Any help is much appreciated.


----------



## genecarp (Mar 16, 2008)

Go, american clay/ or tobias stucco


----------



## Snow Man (Aug 18, 2008)

fr8train said:


> Hey folks, I have a question about veneer plaster.
> 
> Can it be done over regular drywall? In my research it seems that everyone doing it uses blue board. What is the main difference between them?
> 
> ...



Yes , use an oil primer before . Reason being is the plaster will be wet when applying .


----------



## fr8train (Jul 17, 2007)

Snow Man
is that the difference between drywall and blueboard? The blue board is designed to be able to handle the extra wetness of the plaster? When I saw it done they just troweled the plaster over the finished blueboard.


----------



## glkirk (Nov 27, 2011)

fr8train said:


> Hey folks, I have a question about veneer plaster.
> 
> Can it be done over regular drywall?

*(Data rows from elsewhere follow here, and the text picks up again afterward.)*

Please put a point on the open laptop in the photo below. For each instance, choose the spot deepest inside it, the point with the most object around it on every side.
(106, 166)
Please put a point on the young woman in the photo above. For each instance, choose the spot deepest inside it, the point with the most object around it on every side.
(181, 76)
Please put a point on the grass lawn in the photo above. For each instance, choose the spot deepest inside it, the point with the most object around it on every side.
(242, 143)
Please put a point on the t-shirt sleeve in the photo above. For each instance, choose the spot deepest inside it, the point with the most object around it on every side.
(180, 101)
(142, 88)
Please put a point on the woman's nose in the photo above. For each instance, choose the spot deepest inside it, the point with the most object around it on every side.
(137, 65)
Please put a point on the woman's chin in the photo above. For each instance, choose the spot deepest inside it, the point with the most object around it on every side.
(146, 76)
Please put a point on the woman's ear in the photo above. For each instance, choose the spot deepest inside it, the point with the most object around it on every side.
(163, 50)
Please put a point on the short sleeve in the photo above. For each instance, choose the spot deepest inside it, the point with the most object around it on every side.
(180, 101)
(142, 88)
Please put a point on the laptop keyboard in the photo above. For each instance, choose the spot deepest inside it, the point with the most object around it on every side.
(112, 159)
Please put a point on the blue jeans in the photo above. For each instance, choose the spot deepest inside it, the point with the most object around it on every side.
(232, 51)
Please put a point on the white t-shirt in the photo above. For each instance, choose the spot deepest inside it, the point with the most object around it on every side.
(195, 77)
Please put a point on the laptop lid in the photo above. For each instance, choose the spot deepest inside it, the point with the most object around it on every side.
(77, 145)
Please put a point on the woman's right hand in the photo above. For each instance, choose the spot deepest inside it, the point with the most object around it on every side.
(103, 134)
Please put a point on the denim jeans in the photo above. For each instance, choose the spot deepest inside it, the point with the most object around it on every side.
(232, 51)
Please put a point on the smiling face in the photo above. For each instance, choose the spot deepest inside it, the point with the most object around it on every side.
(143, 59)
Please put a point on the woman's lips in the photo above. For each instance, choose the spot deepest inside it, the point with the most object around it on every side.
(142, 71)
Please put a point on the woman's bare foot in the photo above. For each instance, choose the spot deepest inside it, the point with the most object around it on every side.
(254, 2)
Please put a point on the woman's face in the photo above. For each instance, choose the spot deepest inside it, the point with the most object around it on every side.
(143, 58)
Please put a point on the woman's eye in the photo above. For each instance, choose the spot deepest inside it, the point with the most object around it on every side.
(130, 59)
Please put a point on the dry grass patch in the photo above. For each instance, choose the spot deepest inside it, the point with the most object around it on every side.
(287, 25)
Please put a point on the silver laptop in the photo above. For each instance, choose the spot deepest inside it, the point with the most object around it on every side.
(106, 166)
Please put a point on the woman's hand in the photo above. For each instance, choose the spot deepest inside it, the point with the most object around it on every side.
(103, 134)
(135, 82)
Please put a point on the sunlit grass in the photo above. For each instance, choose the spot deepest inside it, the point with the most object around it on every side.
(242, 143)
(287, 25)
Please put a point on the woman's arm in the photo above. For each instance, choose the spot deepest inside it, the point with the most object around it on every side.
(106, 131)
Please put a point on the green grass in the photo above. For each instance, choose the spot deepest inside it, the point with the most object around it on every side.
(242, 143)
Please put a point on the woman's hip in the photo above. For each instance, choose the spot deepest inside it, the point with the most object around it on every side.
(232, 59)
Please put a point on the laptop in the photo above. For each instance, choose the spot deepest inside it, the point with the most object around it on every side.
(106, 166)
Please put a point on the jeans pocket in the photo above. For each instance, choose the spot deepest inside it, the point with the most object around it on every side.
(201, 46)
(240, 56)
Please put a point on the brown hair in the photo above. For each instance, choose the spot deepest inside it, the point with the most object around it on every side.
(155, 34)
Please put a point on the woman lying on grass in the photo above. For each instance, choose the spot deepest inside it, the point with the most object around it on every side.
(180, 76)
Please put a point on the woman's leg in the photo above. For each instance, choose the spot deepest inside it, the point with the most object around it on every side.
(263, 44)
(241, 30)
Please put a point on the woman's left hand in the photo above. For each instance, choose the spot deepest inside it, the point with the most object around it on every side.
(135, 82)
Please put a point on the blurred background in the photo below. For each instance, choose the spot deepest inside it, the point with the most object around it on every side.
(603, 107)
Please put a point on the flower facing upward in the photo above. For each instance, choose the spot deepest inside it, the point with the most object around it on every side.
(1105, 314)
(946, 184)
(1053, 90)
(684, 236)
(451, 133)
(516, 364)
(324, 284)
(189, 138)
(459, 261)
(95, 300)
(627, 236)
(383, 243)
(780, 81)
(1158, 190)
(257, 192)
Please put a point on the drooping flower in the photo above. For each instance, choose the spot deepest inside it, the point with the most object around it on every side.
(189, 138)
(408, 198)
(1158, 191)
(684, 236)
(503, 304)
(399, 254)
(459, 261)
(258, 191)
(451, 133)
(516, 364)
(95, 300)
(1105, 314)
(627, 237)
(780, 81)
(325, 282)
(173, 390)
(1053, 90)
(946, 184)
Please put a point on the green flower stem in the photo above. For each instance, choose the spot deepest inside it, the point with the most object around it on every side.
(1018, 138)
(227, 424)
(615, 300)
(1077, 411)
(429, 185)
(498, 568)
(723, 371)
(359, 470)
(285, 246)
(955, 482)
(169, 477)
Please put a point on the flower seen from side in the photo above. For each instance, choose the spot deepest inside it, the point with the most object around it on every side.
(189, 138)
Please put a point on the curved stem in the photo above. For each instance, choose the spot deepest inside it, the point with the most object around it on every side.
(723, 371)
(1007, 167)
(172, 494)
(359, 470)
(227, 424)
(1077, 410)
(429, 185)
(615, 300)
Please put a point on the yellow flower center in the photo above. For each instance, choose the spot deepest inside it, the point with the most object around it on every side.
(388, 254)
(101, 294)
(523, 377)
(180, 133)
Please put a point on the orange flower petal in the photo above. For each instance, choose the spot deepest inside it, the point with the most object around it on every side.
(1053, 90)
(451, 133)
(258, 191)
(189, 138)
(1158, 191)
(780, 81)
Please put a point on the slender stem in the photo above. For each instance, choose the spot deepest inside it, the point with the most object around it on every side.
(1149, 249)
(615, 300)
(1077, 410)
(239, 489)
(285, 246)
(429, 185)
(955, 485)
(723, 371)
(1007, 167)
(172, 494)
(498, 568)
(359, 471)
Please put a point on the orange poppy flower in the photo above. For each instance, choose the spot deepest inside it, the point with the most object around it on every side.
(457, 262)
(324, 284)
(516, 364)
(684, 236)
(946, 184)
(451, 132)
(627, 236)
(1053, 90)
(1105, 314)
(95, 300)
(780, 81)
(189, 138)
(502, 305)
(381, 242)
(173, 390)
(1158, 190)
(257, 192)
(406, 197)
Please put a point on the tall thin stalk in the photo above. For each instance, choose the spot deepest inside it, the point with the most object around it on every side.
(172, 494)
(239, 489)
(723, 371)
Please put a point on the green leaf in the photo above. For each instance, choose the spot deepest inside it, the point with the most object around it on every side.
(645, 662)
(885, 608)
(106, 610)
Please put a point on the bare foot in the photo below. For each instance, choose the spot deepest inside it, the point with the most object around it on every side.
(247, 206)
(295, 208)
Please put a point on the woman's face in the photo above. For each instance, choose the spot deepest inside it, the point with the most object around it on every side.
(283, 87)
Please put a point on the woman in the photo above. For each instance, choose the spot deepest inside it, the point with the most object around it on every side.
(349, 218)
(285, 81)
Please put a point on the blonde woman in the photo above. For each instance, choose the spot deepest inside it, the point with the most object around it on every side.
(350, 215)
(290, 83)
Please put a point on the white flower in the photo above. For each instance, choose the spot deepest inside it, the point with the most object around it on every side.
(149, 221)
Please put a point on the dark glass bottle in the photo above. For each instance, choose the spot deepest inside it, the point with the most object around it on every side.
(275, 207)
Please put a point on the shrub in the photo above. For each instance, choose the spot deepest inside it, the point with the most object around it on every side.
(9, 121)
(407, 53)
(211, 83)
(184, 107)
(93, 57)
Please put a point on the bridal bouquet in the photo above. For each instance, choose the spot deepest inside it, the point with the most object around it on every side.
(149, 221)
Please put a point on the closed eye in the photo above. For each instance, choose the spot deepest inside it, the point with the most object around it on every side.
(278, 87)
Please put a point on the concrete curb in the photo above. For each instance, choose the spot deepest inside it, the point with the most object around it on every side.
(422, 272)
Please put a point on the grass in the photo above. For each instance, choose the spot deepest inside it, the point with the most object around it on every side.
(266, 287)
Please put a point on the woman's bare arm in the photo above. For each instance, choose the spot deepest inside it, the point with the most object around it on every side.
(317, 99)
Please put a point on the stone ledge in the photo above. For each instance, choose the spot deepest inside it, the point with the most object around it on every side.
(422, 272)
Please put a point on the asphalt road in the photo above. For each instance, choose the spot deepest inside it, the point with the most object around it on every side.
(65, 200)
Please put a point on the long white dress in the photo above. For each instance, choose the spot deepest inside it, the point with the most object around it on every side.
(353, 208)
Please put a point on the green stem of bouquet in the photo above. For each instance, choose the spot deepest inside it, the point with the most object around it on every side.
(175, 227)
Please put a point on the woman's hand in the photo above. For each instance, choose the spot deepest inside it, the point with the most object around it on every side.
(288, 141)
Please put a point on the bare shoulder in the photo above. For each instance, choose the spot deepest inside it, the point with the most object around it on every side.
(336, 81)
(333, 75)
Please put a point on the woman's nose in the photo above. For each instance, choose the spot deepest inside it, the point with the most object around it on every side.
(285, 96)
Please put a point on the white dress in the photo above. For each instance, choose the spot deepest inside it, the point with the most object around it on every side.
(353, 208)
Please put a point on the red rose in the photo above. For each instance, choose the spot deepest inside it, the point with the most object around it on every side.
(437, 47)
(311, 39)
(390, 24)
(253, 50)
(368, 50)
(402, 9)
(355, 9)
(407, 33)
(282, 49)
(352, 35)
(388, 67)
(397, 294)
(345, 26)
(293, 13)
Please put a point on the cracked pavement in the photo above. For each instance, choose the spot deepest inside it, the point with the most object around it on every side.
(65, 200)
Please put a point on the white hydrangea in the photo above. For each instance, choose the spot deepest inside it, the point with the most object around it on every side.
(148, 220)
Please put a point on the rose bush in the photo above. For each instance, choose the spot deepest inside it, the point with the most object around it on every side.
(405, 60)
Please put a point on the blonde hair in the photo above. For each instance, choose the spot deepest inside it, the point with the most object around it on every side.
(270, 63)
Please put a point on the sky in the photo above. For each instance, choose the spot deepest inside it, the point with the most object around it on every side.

In my research it seems that everyone doing it uses blue board. What is the main difference between them?
> 
> ...


I think you will find that the professionals paint some sort of concrete adhesive on the wall to accept plaster for repair applications. There also is something called "Plaster Weld", its colored, but I think its just concrete adhesive.


----------



## Frankawitz (Jun 17, 2006)

Blueboard is designed to take the extra dampness from the plaster, Plaster Weld is designed to bind old plaster to new plaster, now if you do try it make up a small batch then making up a large batch this way you can get the hang of it, then you can increase the size of a batch you can make up. as for where you can find blueboard I would check with your local building supply house that sells cement and drywall and plaster products. or contact USG they should know where you can get it.
Good Luck:thumbsup:


----------



## Big Shoe (Jun 16, 2008)

Did a house 7-8 trs ago where we hung about 1/3 of it with blue board. 

They decided to plaster some of the walls we hung regular board and they applied a bonder. 

Wish I knew what it was.

Don't know why they just did't blueboard/ plaster the whole thing.:blink:


----------



## rogerhattman (Jul 6, 2008)

I do it all the time when repairing old 3/8 rock lath backed plaster since I cannot find 3/8 rock lath. Drywall may trouble with the extra moisture without some help. I prime (BIN, but other types will work) and apply PVA. Any PVA should be ok, Titebond or PlasterWeld or whatever. I believe that blue board has a heavier facing than drywall to handle the water and alum to bond.


----------



## Rouerplastering (Sep 6, 2010)

I'll chyme in here. I have gone over plenty of drywall board with plaster. What the blueboard does is suck up the moisture faster so you can spread the mud smoother and the mud and paper react together and almost become one entity. While spreading plaster on drywall board is almost like trying to spread butter on glass. The mud doesn't "grab" the board, it slides. And the paper and plaster don't "become one" like it does with blueboard. Years ago we used to put watered down Plaster-Weld on it and that worked fine for bonding but was still slipery spreading, actually worse than if we did nothing to prep it. Then for awhile did do nothing to it and never had any problems but didn't feel good about it. Now we just add 1/4-1/2 a bag of durabond 90 to every 3 bags of plaster and it works spectacular. The corners pull great without buildup and it spreads nicely. But blueboard is still what should be used whenever possible.


----------